Nonetheless, whole-brain radiation is still used. "It is like a dogma, and this dogma has been around for 20 or 30 years," Dr. Grisold lamented. He said many clinicians are working "on destroying this dogma," but medical practice changes slowly. Better imaging techniques today can detect small metastases, so whole-brain radiation may not be as necessary as previously thought.

Meningeal spread can cause brain and cranial nerve dysfunction and sensory problems. It is seen most frequently with breast cancer. These patients often have prolonged survival, and metastases can occur 5 or even 10 years into the course of the disease, he noted.

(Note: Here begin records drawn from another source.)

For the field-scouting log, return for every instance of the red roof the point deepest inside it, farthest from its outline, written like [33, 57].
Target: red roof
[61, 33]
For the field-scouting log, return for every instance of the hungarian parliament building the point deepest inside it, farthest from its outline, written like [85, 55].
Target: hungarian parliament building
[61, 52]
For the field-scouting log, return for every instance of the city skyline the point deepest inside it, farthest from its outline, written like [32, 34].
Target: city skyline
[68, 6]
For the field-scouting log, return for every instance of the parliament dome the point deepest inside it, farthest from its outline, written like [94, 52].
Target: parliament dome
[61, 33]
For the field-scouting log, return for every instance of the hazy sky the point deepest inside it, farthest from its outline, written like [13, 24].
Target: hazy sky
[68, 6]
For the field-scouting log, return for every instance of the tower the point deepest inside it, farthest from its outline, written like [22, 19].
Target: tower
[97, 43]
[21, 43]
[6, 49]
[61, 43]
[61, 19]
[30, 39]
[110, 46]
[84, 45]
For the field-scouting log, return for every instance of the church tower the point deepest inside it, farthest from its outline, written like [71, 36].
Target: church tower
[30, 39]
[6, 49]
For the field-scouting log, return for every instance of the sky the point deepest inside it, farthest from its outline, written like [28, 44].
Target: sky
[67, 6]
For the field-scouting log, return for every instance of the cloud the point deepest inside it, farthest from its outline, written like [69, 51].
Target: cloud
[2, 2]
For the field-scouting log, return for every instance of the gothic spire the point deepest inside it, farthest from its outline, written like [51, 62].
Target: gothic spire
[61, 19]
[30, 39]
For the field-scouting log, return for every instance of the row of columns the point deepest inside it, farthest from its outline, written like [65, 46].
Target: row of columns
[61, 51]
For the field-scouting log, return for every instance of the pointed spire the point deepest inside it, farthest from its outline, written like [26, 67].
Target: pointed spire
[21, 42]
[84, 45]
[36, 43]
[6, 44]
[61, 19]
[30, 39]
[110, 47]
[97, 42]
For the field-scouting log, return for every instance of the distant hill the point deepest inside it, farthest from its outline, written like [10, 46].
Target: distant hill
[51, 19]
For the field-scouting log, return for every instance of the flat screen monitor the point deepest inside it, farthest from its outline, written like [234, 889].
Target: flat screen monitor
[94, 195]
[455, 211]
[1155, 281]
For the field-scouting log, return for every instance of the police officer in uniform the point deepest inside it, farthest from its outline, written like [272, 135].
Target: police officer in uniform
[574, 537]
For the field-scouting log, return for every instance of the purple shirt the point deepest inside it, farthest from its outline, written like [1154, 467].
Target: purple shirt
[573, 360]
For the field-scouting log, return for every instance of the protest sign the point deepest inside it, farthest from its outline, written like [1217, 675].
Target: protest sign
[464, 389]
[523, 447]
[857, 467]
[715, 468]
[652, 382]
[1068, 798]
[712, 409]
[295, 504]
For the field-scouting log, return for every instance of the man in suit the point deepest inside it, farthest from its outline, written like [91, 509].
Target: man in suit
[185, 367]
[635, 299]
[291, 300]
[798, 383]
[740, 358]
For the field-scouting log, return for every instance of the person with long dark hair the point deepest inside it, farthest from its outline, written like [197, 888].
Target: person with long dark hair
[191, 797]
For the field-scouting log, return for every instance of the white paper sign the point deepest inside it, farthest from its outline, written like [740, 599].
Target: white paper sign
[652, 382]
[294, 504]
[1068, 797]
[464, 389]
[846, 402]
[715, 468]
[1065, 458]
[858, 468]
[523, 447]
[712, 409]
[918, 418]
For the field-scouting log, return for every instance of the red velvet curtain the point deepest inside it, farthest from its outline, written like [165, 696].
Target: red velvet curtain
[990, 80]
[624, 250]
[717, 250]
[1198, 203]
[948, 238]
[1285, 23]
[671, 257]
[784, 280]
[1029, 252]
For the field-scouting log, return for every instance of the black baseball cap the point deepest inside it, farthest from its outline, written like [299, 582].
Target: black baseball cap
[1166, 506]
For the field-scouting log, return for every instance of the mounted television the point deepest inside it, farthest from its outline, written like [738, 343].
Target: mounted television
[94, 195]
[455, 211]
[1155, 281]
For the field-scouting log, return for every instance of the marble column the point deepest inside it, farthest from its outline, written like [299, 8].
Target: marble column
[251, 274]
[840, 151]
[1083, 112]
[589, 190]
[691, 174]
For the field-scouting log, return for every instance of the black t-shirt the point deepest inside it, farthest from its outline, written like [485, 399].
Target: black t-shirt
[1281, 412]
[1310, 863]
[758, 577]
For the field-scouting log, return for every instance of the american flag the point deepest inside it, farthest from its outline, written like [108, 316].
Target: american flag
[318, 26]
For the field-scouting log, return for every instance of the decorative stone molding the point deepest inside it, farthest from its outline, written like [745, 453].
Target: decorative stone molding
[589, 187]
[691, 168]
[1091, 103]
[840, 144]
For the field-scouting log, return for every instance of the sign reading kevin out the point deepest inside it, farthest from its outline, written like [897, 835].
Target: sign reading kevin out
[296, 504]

A worldwide discussion is ongoing over how to treat meningeal disease, with some groups preferring intrathecal drug administration and others advocating systemic therapy to hit tumor seeding throughout the body. Although cure is not possible at this stage of the disease, treatment can ameliorate symptoms and improve quality of life, he said.

Dr. Grisold cautioned that although treatment guidelines are good and are evidence-based, one must consider them in the context of each patient. For example, if guidelines were developed from studies with mostly younger patients, an elderly person may do better with a variation of the treatment or a different one entirely. He cited a recent Swedish study in Lancet Oncology (2012;13:916-926) showing that elderly patients with newly diagnosed glioblastoma (primary brain tumor) did poorly with standard radiation therapy vs hypofractionated radiation.

For the neuro-oncologist, "palliative care is not just the dying of the patient, but it's the long-term care for the quality of life and for the needs of the patient," he said. Cognitive changes and, for example, speech changes in these patients present special needs.

Whose Quality of Life?

Any cancer exacts a toll on family caregivers, often with depression or anxiety, as well as on the patient. Dr. Grisold noted that the amount of attention given to caregivers varies around the world. He said that good systems are in place for this in the Netherlands, which uses nurses and case managers, and in Italy, which provides home care.

The caregivers often suffer, and traditionally they have been ignored, both during the patient's treatment and after their loved one has died, he commented . Dr. Grisold proposes a sort of debriefing, in which caregivers are given help to overcome any guilt they have about their interaction with the patient, as well as to help them deal with their loss of a sense of duty for caregiving.

Dr. Soffietti and Dr. Grisold have disclosed no relevant financial relationships.

XXI World Congress of Neurology (WCN).